Release Date: March 14th, 2017

352 Pages

Synopsis: What happens to the girl left behind?

A masked man with a gun enters a sandwich shop in broad daylight, and Meredith Oliver suddenly finds herself ordered to the filthy floor, where she cowers face to face with her nemesis, Lisa Bellow, the most popular girl in her eighth grade class. The minutes tick inexorably by, and Meredith lurches between comforting the sobbing Lisa and imagining her own impending death. Then the man orders Lisa Bellow to stand and come with him, leaving Meredith the girl he left behind, 

After Lisa’s abduction, Meredith spends most days in her room. As the community stages vigils and searches, Claire, Meredith’s mother, is torn between relief that her daughter is alive, and helplessness over her inability to protect or even comfort her child. Her daughter is here, but not.

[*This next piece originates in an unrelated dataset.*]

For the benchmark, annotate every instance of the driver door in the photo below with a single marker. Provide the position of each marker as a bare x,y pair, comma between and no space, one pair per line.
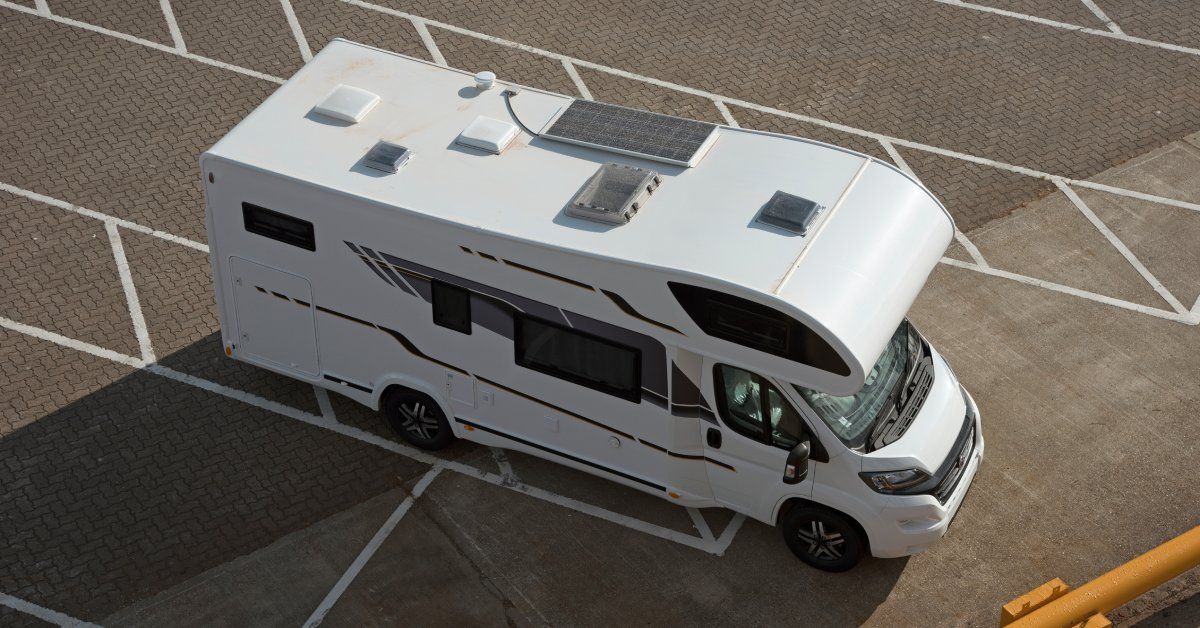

The Fall Of Lisa Bellow is the first book I’ve read by Susan Perabo. While I had a few issues, I thought she did a fantastic job getting into her characters’ psyches, which made this a very interesting read. The story is told for the most part from the first person POVs of Meredith, and her mother Claire. Thirteen-year-old Meredith is what really holds this book together. Seeing the trauma she goes through during and after the robbery and abduction of her classmate, who is your classic mean girl is heartbreaking. Perabo has a very descriptive style of writing which made me feel as though I was in the sandwich shop with the two girls as they laid on the sticky linoleum floor, terrified beyond belief, and trying to comfort one another. Meredith is extremely sympathetic as a young teen dealing with the aftermath, others expectations of her, and her PTSD. The way she deals with all this has her mind wandering at times into the fantasy realm. One scenario has her observing what Lisa is going through with her abductor. The other has her fantasizing that she and Lisa were both abducted. Both scenarios come across realistically, but the author meanders a little too much with them. The chapters that are told from Claire’s perspective are the ones I had the most trouble with because I disliked her immensely. Without going into spoiler territory, some of Claire’s thoughts and actions are pretty horrifying even before the abduction of Lisa. She loves her children, but she’s selfish and displays an appallingly skewed moral compass. Making things worse is that she and her husband are completely clueless when it comes to helping Meredith and her brother Evan who is still recovering from a trauma of his own. The loving relationship and dialogue between Meredith and Evan were my favorite parts of the book. I think they do a far better job at helping each other than any of the adults in the story. I wasn’t thrilled by the ending which left me with questions I really wanted answered, but I understand why the author chose to go this route. Overall, The Fall Of Lisa Bellow is less a thriller, and more a psychological drama that takes a thought-provoking look at the people affected by a child’s abduction. Susan Perabo has an interesting style of writing and I’ll definitely be on the lookout for any future books by her.